Hiroshima

“What has kept the world safe from the bomb since 1945 has not been deterrence, in the sense of fear of specific weapons, so much as it’s been memory. The memory of what happened at Hiroshima.”
~John Hersey, writing in “Hiroshima.”

August 6th is the anniversary of the U.S. atomic bombing of Hiroshima, Japan. Pacifica Radio Archives commemorates the anniversary every year with a live recording of the radio adaptation of John Hersey’s Hiroshima, arguably the most famous work of the Pulitzer Prize winning novelist and reporter. An account of the bombing of Hiroshima in 1945 as told from the perspective of six survivors, it is written in a stark, objective voice that manages to be precise and all the more vivid for its understatement of events. A profoundly influential work, Hiroshima has long since been established as one of the classic accounts of the Second World War. This week, on From the Vault, we’ll here excerpts of Pacifica Radio Archives radio adaptation of John Hersey’s masterpiece.

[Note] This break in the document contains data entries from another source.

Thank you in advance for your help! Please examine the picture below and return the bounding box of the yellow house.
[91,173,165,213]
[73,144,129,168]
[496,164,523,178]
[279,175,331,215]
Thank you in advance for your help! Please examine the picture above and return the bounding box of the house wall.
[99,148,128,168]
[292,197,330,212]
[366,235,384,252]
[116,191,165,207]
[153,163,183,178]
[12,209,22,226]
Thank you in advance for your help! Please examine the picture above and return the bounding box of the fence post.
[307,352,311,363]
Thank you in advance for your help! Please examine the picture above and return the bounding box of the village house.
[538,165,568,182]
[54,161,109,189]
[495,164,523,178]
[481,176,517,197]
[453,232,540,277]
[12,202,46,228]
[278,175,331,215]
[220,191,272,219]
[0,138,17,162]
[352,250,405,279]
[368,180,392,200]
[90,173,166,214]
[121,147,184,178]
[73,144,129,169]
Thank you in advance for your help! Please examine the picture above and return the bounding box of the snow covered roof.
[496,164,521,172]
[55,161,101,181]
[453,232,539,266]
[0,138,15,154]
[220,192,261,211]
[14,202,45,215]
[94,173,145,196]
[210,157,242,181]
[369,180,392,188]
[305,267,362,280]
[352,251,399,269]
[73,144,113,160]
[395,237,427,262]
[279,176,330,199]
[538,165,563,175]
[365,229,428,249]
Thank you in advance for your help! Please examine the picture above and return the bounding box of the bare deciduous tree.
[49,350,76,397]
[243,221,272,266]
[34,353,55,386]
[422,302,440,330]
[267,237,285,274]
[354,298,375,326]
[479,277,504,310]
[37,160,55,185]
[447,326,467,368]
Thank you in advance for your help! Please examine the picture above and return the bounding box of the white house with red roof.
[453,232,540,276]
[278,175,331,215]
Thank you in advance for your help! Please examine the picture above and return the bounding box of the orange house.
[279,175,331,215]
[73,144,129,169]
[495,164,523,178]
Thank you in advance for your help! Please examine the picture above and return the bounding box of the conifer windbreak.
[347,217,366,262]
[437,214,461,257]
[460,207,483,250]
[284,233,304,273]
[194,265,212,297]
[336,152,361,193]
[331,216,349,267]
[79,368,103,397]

The original radio adaptation of John Hersey’s Hiroshima stars Tyne Daly, Ruby Dee and Roscoe Lee Brown, Daniel Benzali, Roscoe Lee Browne, Esther K. Chae, Michael Chinyamurindi, Tony Plana, Jeanne Sakata, Chris Toshima and John Valentine. Produced by Brian DeShazor and Mark Torres, in association with Artists United and The Feminist Majority. Adapted for radio by John Valentine. Directed by Michael Haney. Music by Mark Snow.

But first we begin with an excerpt of a Boston University speech by Howard Zinn from November 11th, 2009 on American “Holy Wars.” In this talk, Zinn scours the American war record in search of a “good war” or “justifiable war.”

*The Pacifica Radio Archives’ recording of John Hersey’s “Hiroshima” received a National Federation of Community Broadcasters Special Merit Award in the Radio Drama category.